Social work referrals were often triggered due to transportation barriers to appointments/medication access, and food and/or housing insecurity. Social workers assisted with referrals for housing, transportation, financial reimbursement, on-site or community-based food banks, home health support, familial support, and hospice services. Social work consults increased 166% from 2016 (the year before the program start date) to the end of 2019.
Based on this increased volume of referrals for social work in our oncology clinics, an oncology-specific social worker was hired at the completion of our program to be based in all 4 half-day oncology clinics in response to results of our quality improvement intervention. The social worker currently sees all patients with a new cancer diagnosis and supports oncology fellows to identify veterans needing a palliative care referral or referrals to other supportive services.
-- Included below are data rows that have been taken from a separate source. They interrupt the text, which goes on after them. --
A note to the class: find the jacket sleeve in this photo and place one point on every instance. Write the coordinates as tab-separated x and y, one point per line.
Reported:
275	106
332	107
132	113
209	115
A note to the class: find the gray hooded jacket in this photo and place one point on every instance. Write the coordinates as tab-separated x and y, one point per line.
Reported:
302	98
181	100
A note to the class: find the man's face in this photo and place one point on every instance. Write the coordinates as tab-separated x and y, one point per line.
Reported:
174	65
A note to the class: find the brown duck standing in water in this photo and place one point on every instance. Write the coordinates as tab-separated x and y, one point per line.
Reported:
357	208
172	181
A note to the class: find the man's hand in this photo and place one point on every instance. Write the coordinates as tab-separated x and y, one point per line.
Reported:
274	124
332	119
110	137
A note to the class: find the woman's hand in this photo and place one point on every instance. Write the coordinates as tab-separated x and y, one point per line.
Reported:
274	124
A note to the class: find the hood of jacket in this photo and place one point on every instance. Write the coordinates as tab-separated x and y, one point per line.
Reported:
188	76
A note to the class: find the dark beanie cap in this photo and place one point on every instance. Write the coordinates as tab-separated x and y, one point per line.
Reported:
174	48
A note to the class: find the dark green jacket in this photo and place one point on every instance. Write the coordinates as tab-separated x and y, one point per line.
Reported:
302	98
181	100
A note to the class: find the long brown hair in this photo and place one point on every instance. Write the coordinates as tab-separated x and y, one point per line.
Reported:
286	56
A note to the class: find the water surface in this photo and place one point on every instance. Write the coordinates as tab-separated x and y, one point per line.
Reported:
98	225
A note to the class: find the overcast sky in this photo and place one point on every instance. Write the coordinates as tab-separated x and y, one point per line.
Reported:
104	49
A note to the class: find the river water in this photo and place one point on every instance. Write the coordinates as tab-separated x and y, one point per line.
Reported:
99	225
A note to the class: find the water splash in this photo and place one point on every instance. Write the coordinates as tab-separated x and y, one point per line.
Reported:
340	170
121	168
Throughout program implementation, traditional areas of palliative care focus were particularly important as veterans reported significant concerns with understanding their illness (67.4%), wanting to understand their prognosis (71.3%), and having questions about their treatment options (55.1%).20 The palliative care providers spent time educating patients about their disease, coordinating goals of care conversations, promoting patients’ engagement in decision making, and making a large number of referrals to hospice and home health to support veterans at home.
Discussion
This project created a successful program to screen veterans for psychosocial distress and triage them to appropriate services. During the project, patients in VA-outpatient oncology clinics reported significant cancer-related distress due to baseline psychosocial needs, changes in emotional and physical functioning, logistical and financial challenges of receiving cancer care, and lack of instrumental support.23
Staff education supported successful buy-in, development and implementation of supportive oncology programs. We used a combination of in-service trainings, online trainings, and handouts to provide evidence for distress screening.24 Highlighting the evidence-base that demonstrates how cancer-related distress screening improves cancer and quality of life outcomes helped to address physician reluctance to accept the additional requirements needed to address veterans’ psychosocial needs and care concerns. To increase buy-in and collaboration among team members and foster heightened understanding between providers and patients, we recommend creating accessible education for all staff levels.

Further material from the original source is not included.